The Mudcat Café TM
Thread #2591   Message #10871
Posted By: Jon W.
20-Aug-97 - 02:04 PM
Thread Name: CROSSROADS location
Subject: RE: CROSSROADS
Quoting from the liner notes of "Canned Heat Blues" (RCA/BMG/Bluebird):
"In _Deep Blues_, Robert Palmer's excellent, and essential, book about the history of the blues, (Tommy)Johnson's older brother, LeDell tells scholar David Evans that "the reason he knowed so much (was) he sold hisself to the devil. He said, 'if you want to learn how to play anything..and how to make up songs yourself, you take your guitar and...go where a crossroad is...Be sure to get there a little 'fore twelve o'clock that night..Have your guitar and be sittin' there playing a piece..A big black man will walk up there and take your guitar, and he'll tune it. And then he'll play a piece and give it back to you. That's the way I learned how to play anything I want.'" End quote.

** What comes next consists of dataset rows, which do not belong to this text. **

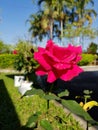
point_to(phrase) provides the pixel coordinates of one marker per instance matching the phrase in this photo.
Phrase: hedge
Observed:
(7, 60)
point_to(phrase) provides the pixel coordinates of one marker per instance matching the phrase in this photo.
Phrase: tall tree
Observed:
(56, 16)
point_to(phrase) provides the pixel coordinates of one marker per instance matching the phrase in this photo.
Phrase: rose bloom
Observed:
(58, 62)
(15, 52)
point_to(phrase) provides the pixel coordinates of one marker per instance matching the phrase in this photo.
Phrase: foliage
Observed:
(24, 60)
(7, 60)
(92, 49)
(86, 59)
(53, 66)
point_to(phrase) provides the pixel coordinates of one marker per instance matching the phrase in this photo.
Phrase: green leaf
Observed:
(46, 125)
(32, 121)
(65, 93)
(74, 107)
(51, 97)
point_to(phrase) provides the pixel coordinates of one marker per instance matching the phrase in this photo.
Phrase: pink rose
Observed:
(58, 62)
(15, 52)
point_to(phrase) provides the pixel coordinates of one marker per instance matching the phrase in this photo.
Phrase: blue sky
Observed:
(13, 16)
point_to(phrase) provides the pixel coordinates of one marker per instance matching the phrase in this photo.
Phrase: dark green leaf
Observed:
(46, 125)
(34, 91)
(51, 97)
(74, 107)
(32, 121)
(65, 93)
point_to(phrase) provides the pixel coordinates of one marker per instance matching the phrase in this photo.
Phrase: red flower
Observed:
(58, 62)
(15, 52)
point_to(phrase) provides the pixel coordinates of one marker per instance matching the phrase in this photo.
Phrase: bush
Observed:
(7, 60)
(86, 59)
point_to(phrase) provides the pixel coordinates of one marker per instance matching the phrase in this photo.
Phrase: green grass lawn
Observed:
(15, 111)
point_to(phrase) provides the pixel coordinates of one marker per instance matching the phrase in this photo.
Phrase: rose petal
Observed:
(71, 73)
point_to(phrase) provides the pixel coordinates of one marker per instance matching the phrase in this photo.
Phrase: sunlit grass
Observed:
(16, 110)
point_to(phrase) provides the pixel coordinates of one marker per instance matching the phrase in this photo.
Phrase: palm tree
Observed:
(56, 15)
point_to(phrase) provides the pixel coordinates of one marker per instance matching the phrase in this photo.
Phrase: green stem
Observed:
(47, 104)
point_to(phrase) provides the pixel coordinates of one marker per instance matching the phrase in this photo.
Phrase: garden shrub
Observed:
(86, 59)
(7, 60)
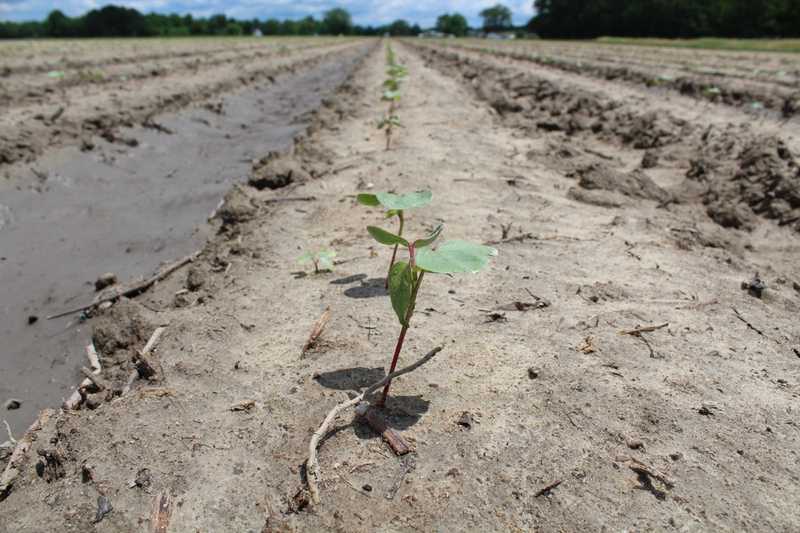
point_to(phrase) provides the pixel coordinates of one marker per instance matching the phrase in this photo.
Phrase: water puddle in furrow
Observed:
(125, 210)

This is one of the standard legends of the blues, probably told by bluesmen to mystify their audiences and impress women. Tommy Johnson, who may have been a cousin of Robert Johnson, actually learned from Charlie Patton and Willie Brown (the same mentioned in Robert Johnson's Crossroads Blues "Run you can run, tell my friend, boy, Willie Brown..."). He is best known for his great song "Canned Heat Blues" which describes the alcoholism that actually ruined his musical career.